5  Storage & version control

Non-digital data, such as paper forms, must be transcribed or converted to digital file formats and then stored in the WaSHI filing cabinet in the Natural Resources Building in Olympia.

All digital data are stored in the WSDA shared drives, and other locations listed below.

WSDA shared drives:

Esri products and services:

Database for lab results and management data:

GitHub organizations for code-based projects:

Microsoft Teams for data sharing between WSDA and WSU:

Box.com for external file sharing:

Individual devices (laptop, tablet, phone):

5.1 Backup

Data must be stored in multiple locations. At minimum, data on an individual computer must also be saved on the WSDA shared drive. Backing up data using version control (GitHub) or a cloud service (Microsoft OneDrive or Box.com) is strongly recommended.

5.2 Read-only raw data

Always set raw data files, such as lab results or ArcGIS Online exports, as Read-Only to avoid accidental corruption or overwriting. For example, in the lab-data folder, all original data files are set to Read-Only and saved in the raw folder.

Copy the raw data file to the working folder for processing and analyses. Then save the final dataset in the separate clean folder with a descriptive title. Keeping a readme.txt to document processing steps is good practice, as discussed in Section 6.2.1.

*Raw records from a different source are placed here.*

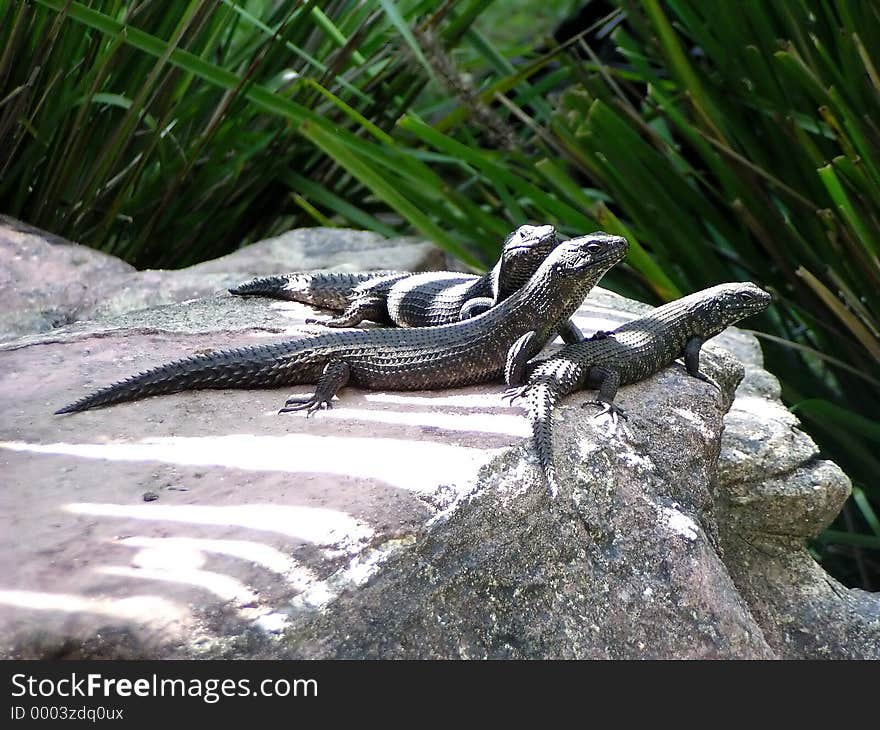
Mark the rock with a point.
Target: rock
(402, 524)
(48, 282)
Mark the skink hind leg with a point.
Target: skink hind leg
(609, 382)
(334, 377)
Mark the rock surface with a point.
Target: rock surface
(399, 524)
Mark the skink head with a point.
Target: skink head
(537, 241)
(725, 304)
(597, 251)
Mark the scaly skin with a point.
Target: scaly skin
(629, 354)
(328, 289)
(463, 353)
(417, 300)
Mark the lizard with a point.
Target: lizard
(462, 353)
(409, 299)
(628, 354)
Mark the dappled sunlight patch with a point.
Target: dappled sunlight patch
(413, 465)
(143, 609)
(440, 399)
(224, 587)
(316, 525)
(506, 424)
(174, 552)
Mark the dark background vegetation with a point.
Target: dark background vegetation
(726, 140)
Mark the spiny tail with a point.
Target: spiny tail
(541, 401)
(330, 290)
(263, 366)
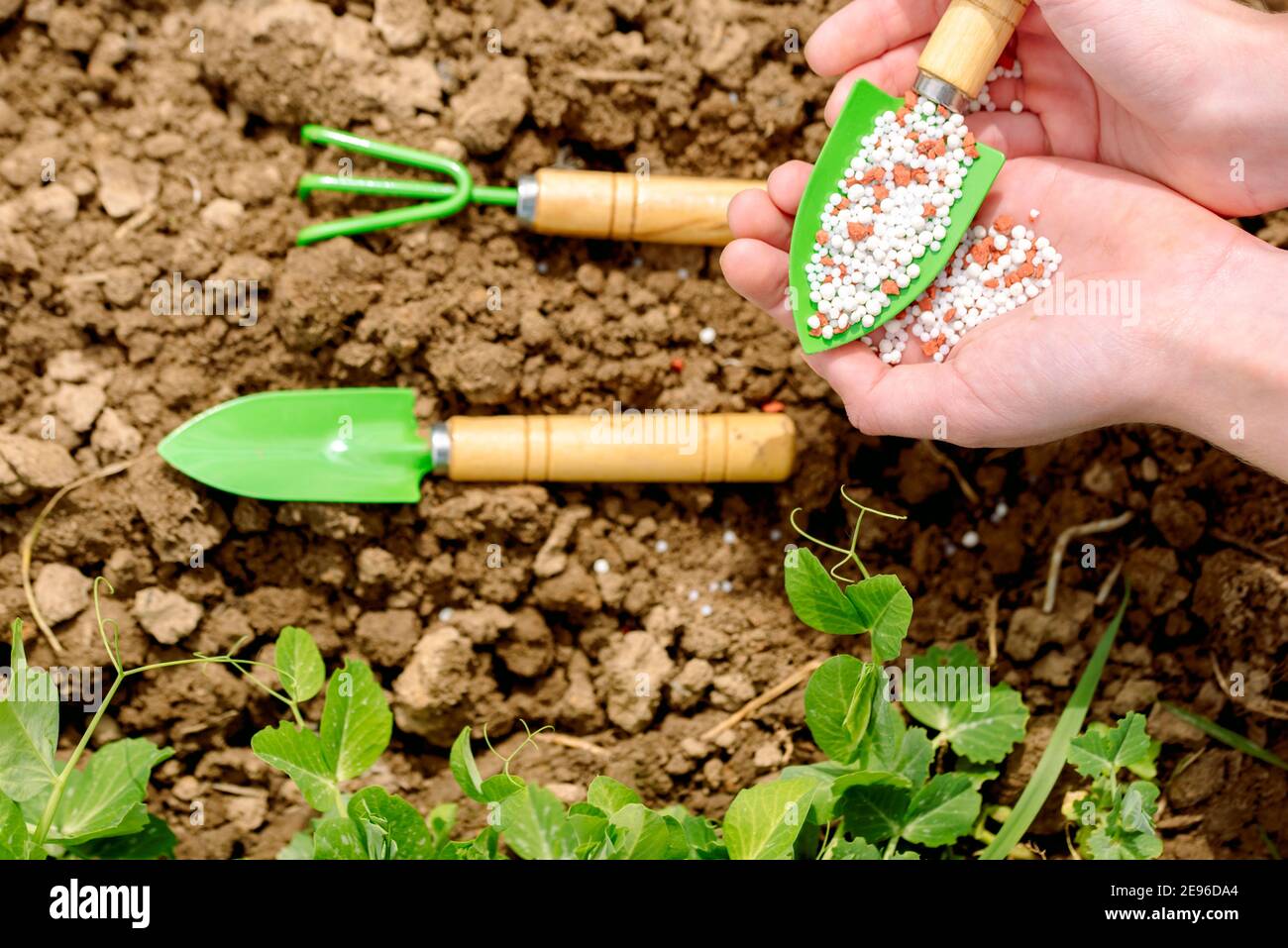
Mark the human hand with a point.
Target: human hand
(1189, 325)
(1179, 90)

Y:/NRAS/soil-health-initiative/state-of-the-soils/2023_sampling/lab-data
├── 2023_data-template-soiltest.xlsx
├── clean
├── qc
├── raw
└── working

To set a file as Read-Only: right-click the file > Properties > check the Read-only attribute box > OK.

Screenshot of the above directions to set files to Read-only on a Windows computer.

5.3 Version control with Git and GitHub

A version control system records changes to files over time. Git is a free and open-source distributed version control system. GitHub is the hosting site we use to interface with Git. Git and GitHub are fundamental to reproducible statistical and data scientific workflows (Bryan 2018).

Version control ensures changes are documented and previous versions are accessible if changes must be recalled. Additionally, version control enables robust collaboration across projects.

It’s useful for not only code projects, but also for documents, presentations, and books (like this DMP!). Git and GitHub automatically save the revision history of each file, so there is only a single name for each file (e.g., report.docx) instead of report_v01.docx and report_v02.docx. For a reminder on version naming, see Section 3.2.7).

The screenshot below shows who made commits (i.e., named version histories) and when they were made. From this screen, a user can click on the commit message to view all files that were changed.

Screenshot of GitHub commits for the WaSHI DMP.

After clicking the first commit message, a diff (i.e., a visual of what changed) displays the additions to documentation.qmd highlighted in green and deletions highlighted in red.

Screenshot of GitHub commit message titled 'First complete draft of documentation chapter' which shows the changed file with additions highlighted in green and deletions highlighted in red.

Privacy considerations

Review Chapter 8 to categorize the data included in the repository to protect grower privacy. If the data are not anonymized and aggregated, either 1) the repository must be set to private or 2) data files and any scripts containing Category 3 data as described in Section 8.1.0.2 must be added to the .gitignore file.

Git and GitHub resources

Read Jenny Bryan’s article Excuse Me, Do You Have a Moment to Talk About Version Control (open-access pre-print; full article on WSDA shared drive) for a background on Git and GitHub, why we should use it, and how to get started. For detailed instructions, follow along with her free online book Happy Git and GitHub for the useR.

GitHub: A Beginner’s Guide is a helpful resource created by Birds Canada for less advanced programmers. If you prefer to look through slides, see Byron C. Jaeger’s presentation Happier version control with Git and GitHub (and RStudio).